In this conference, we will discuss what actions universities can take to reach the SDGs: How do the SDGs call for the transformation of research and research dissemination? How do we transform our higher education institutions in line with these goals?
Five plenary panels and several parallel workshops with researchers, politicians, UN officials, representatives of civil society and the business sector, will illuminate opportunities for innovation in research practice, collaboration, and the design of higher education curricula.
THURSDAY, FEBRUARY 8, 2018
Registration and welcome
09:00 –09:50 Registration
10:00 – 10:30
Welcome: Professor Annelin Eriksen, Vice-Rector for Global Relations, University of Bergen.
Introductory remarks by:
Minister of Education and Research Torbjørn Røe Isaksen, Government of Norway.
Professor Dag Rune Olsen, Rector, University of Bergen.

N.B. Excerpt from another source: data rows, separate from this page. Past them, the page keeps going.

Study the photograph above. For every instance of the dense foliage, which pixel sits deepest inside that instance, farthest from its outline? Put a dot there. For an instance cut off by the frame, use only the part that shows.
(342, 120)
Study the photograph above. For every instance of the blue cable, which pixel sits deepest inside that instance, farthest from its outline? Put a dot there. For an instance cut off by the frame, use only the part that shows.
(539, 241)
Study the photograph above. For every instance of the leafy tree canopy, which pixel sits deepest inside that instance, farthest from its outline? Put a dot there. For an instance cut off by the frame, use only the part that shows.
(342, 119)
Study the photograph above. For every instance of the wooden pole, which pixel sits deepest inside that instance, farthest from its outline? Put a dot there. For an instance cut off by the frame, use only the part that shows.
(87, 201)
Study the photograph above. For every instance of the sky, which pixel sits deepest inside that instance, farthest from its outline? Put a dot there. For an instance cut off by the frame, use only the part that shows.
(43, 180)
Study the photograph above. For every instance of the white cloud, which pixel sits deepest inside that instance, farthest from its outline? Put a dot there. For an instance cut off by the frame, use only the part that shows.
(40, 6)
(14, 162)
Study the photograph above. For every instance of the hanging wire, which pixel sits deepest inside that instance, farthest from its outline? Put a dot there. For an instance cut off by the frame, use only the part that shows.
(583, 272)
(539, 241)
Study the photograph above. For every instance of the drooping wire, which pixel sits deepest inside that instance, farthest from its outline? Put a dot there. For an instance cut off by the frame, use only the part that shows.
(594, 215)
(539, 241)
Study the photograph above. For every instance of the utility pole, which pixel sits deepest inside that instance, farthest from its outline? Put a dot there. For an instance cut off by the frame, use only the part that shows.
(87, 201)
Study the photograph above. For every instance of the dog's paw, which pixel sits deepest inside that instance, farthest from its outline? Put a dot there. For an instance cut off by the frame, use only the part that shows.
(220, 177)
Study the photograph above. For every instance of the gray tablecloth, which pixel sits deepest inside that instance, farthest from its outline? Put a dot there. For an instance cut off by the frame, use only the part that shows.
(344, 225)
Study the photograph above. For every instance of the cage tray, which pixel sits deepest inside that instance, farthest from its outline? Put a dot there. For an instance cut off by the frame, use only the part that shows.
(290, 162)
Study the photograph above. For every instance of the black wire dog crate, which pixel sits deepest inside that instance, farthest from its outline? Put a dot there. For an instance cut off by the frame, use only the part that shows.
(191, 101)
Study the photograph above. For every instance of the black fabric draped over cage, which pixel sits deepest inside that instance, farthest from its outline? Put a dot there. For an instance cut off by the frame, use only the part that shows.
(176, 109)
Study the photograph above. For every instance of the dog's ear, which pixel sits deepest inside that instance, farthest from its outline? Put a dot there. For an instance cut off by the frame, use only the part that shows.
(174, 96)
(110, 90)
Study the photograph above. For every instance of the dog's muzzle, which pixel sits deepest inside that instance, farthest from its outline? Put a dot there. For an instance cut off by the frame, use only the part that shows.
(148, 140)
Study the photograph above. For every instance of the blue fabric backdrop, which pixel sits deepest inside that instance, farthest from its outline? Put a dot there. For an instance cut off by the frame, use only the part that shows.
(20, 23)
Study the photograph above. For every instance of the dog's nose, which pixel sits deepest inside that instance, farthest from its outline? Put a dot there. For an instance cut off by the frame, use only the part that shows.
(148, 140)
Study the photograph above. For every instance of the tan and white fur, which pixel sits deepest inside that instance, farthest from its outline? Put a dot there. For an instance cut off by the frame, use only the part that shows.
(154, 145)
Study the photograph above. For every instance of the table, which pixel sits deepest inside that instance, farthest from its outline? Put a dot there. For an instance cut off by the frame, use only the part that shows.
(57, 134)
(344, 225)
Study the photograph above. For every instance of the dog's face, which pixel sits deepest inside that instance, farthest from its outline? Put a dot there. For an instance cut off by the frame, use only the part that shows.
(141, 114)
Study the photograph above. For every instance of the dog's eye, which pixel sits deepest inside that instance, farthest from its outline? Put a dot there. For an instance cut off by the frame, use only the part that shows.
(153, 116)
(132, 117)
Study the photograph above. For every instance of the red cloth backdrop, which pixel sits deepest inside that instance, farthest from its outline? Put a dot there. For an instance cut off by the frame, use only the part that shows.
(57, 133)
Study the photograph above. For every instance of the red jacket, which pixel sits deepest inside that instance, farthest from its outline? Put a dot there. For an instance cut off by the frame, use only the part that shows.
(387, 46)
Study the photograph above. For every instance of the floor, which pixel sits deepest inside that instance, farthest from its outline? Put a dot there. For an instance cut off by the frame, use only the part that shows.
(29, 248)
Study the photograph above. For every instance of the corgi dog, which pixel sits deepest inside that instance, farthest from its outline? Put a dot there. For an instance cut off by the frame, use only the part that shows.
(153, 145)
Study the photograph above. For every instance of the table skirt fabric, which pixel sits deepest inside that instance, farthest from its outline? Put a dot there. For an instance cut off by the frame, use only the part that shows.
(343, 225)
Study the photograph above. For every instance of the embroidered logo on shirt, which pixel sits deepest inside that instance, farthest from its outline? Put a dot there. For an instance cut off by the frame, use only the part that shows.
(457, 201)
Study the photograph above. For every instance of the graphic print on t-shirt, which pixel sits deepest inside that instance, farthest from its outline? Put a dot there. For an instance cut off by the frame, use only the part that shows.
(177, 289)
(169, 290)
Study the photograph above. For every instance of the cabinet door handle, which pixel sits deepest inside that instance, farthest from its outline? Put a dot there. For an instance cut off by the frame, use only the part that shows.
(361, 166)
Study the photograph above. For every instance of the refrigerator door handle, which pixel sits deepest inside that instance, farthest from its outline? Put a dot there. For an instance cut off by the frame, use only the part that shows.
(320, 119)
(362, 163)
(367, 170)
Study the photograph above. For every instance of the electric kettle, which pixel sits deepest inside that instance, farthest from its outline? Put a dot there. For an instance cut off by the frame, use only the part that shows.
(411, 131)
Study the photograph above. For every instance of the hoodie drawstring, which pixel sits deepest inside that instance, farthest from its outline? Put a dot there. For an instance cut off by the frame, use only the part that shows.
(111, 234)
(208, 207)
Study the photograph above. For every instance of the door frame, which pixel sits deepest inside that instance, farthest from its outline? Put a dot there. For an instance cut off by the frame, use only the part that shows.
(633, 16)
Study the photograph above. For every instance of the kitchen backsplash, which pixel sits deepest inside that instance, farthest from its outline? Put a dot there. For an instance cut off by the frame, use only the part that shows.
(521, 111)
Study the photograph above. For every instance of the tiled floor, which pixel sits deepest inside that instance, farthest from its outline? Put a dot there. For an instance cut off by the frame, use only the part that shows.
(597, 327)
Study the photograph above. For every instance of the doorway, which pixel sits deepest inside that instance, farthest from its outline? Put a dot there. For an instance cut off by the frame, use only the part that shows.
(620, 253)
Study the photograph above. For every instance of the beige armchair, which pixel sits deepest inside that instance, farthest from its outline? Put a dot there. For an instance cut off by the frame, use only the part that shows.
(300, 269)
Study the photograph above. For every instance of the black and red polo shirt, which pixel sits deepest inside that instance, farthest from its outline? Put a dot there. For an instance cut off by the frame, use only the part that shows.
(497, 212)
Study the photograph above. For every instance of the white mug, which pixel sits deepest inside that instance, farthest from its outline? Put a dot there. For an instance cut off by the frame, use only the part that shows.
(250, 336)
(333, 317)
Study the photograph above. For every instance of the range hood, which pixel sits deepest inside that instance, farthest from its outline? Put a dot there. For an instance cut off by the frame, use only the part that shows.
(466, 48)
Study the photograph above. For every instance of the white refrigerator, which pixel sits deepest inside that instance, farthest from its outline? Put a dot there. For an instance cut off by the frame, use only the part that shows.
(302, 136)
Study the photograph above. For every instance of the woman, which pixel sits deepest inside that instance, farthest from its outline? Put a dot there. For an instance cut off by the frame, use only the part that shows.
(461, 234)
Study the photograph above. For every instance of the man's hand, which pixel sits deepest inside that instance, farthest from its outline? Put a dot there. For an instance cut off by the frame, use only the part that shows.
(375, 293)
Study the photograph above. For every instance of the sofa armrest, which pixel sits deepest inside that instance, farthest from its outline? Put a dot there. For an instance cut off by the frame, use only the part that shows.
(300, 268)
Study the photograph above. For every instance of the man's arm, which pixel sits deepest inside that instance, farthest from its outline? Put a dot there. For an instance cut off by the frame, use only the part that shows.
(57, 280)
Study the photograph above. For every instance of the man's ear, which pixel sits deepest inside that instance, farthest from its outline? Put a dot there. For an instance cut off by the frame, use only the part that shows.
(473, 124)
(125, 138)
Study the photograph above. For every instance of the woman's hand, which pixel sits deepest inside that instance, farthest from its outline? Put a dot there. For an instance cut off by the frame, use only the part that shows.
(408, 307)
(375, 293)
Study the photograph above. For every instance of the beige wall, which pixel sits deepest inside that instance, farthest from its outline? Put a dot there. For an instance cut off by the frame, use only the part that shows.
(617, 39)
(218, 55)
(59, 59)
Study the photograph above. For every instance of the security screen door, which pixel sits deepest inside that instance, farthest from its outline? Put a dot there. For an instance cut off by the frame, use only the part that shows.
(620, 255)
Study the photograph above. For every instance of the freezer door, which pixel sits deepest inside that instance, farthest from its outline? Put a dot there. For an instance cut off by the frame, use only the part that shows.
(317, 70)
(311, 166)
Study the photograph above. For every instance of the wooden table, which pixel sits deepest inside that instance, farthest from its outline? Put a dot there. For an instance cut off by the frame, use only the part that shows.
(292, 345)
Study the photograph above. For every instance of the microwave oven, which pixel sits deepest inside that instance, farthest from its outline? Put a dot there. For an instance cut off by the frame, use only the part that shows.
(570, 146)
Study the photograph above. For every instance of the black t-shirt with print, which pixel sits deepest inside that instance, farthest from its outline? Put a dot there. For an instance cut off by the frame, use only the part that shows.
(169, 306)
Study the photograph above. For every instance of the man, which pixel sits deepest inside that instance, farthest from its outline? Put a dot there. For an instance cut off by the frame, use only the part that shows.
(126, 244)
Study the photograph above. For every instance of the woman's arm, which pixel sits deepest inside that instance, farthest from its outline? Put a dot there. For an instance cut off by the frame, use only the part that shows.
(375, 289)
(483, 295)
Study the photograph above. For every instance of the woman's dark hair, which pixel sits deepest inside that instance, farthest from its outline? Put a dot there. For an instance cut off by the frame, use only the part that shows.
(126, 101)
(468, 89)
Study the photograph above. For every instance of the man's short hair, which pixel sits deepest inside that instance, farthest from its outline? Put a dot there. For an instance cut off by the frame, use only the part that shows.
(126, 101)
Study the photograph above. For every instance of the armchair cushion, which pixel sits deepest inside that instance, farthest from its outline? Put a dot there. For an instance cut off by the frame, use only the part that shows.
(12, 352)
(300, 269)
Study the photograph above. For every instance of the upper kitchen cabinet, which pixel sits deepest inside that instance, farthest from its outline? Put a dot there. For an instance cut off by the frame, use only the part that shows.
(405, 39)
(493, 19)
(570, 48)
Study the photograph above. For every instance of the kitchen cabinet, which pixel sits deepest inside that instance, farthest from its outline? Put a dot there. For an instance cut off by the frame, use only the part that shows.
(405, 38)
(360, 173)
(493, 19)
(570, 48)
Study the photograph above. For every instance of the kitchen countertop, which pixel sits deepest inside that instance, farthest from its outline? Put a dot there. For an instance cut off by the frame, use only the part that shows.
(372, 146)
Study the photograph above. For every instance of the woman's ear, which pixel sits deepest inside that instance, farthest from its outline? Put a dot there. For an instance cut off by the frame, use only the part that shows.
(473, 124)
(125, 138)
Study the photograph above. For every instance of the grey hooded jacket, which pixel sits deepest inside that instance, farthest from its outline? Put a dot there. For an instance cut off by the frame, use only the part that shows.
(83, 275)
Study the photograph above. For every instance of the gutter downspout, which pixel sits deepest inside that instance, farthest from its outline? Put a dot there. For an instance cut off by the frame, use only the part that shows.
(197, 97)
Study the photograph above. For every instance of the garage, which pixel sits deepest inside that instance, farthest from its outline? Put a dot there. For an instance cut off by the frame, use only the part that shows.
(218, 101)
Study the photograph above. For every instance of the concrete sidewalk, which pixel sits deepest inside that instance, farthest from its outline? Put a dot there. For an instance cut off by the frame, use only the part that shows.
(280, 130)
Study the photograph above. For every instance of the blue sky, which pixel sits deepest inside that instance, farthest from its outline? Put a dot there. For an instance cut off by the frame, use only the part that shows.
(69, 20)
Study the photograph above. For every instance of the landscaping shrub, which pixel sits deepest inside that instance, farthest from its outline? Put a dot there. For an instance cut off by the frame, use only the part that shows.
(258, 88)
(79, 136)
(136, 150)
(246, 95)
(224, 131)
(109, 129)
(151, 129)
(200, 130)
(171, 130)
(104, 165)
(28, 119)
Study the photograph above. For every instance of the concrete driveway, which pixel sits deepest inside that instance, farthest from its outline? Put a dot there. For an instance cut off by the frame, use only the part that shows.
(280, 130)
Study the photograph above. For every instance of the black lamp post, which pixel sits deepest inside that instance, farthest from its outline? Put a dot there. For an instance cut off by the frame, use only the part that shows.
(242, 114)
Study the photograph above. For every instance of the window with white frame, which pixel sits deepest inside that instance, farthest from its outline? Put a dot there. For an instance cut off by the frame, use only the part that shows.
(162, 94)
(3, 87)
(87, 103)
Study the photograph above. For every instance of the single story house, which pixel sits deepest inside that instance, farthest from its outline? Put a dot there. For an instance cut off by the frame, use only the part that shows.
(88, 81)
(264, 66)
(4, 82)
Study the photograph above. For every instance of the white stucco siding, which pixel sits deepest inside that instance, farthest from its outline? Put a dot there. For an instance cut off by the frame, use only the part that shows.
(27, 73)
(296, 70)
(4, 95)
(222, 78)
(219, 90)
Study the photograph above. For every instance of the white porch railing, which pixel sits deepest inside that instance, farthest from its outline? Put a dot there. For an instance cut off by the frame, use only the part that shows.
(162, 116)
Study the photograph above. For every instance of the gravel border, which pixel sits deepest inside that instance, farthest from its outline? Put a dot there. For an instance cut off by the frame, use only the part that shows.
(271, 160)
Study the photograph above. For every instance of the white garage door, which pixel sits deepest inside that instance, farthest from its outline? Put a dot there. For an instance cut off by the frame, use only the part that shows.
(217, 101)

Panel 1: Universities and the role of knowledge in shaping and implementing the SDGs
10:30 – 12:00
Dr. Katherine Richardson
Professor of Biological Oceanography, University of Copenhagen, and member of the group of eminent scientists and experts who will prepare the UN Global Sustainable Development Report.
Dr. Shantanu Mukherjee
Chief, Policy and Analysis Branch, Division for Sustainable Development, United Nations Department of Economic and Social Affairs (UN-DESA).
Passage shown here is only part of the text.